Danny Rivera / Alborada is an album by Danny Rivera and the group Alborada (from Puerto Rico) which has been categorized by critics as one of the best albums by Danny Rivera. This album was dedicated to Puerto Rican composer Manuel Jiménez "El Canario" who died in 1975.

Album name
At first it seems like Alborada is the name of an album by Danny Rivera, but in reality it is a self-titled album.

The original agreement between Danny and Alborada was to have the album titled Danny Rivera y Alborada (Danny Rivera and Alborada) but at the last minute the record company decided to get rid of the "y" ("and").
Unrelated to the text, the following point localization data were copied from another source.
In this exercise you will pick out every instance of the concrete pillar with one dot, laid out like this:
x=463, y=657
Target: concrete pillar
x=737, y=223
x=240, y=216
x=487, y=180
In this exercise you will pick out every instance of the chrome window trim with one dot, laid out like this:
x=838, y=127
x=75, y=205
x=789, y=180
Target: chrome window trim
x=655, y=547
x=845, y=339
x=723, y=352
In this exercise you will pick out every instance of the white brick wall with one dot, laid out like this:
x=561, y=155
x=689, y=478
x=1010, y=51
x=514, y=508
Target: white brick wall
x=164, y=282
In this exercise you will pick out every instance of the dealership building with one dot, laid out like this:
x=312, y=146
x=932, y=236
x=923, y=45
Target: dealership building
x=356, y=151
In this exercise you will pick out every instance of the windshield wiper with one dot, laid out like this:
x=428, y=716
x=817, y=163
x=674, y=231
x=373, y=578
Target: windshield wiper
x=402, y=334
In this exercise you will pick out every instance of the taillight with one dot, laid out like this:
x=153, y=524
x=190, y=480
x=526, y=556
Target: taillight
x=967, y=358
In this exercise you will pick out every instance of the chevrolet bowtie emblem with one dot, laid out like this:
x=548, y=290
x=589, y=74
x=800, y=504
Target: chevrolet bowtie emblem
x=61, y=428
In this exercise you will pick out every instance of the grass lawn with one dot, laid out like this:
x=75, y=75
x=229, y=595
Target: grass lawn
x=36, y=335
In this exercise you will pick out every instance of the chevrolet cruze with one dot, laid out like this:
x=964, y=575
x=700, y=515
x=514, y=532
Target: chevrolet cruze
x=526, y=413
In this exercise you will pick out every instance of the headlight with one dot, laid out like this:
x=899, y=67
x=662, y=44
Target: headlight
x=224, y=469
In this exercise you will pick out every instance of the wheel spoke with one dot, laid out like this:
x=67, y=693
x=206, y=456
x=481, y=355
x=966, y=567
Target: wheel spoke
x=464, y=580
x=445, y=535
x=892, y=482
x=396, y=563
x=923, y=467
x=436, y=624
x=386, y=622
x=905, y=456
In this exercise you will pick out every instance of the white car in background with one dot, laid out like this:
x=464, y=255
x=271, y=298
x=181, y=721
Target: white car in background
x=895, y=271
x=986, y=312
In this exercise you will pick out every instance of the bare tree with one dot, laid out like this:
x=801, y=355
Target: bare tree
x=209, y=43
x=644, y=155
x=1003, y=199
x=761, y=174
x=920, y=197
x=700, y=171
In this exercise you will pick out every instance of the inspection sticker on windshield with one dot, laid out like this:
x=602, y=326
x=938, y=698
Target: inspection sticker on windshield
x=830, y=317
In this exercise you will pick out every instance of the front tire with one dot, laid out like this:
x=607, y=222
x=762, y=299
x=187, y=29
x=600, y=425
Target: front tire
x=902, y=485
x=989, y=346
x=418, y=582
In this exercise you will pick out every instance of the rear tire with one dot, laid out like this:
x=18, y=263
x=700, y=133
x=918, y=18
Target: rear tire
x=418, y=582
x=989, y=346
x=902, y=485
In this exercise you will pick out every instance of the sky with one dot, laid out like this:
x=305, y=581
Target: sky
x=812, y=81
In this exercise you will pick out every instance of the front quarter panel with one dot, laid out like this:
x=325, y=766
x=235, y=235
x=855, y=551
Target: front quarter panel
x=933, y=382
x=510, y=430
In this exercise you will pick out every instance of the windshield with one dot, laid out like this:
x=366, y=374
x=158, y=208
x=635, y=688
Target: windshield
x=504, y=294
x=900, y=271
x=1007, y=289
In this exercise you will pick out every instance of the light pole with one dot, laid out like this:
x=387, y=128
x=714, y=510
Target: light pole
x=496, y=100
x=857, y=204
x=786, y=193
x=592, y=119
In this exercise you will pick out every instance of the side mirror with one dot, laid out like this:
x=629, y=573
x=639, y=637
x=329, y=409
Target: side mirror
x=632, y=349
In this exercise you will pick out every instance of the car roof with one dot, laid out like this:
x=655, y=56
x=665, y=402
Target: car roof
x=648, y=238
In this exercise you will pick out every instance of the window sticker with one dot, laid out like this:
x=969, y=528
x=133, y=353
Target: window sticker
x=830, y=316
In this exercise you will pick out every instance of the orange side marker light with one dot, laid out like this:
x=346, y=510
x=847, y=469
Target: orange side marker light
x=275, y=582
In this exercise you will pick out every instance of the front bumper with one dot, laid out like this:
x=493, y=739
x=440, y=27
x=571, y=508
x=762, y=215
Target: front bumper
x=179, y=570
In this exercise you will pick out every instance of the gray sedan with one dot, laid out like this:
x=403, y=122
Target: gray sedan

The CD version has the name "Alborada" in a smaller font than "Danny Rivera" contributing even more to this misconception.

Track listing

Musicians

Danny Rivera - lead vocals
 Eladio Torres - guitar and lead vocals on "Huracán" 
 Carlos Bedoya - cuatro
 Heriberto González Sánchez - guitar and lead vocals on "Huracán"
 Minerva Aponte - lead vocals
 Roberto Figueroa - guitar and lead vocals on "Huracán"
 Frank Lovato - guitar (uncredited on album)
 Tony Fornaris - congas, bongó and percussion
 Wiso Velez - bass
 Deano Navarro - drums
 Pablo Nieves - percussion

Production details

Album art

The album art was created by guitarist, singer and composer of Alborada, Heriberto González.

Error

In Huracán (at 1:24), Danny gets confused when introducing the next singer Heriberto González saying "Rob... Heriberto digo..." ("Rob... I mean, Heriberto"). For some reason this was not corrected.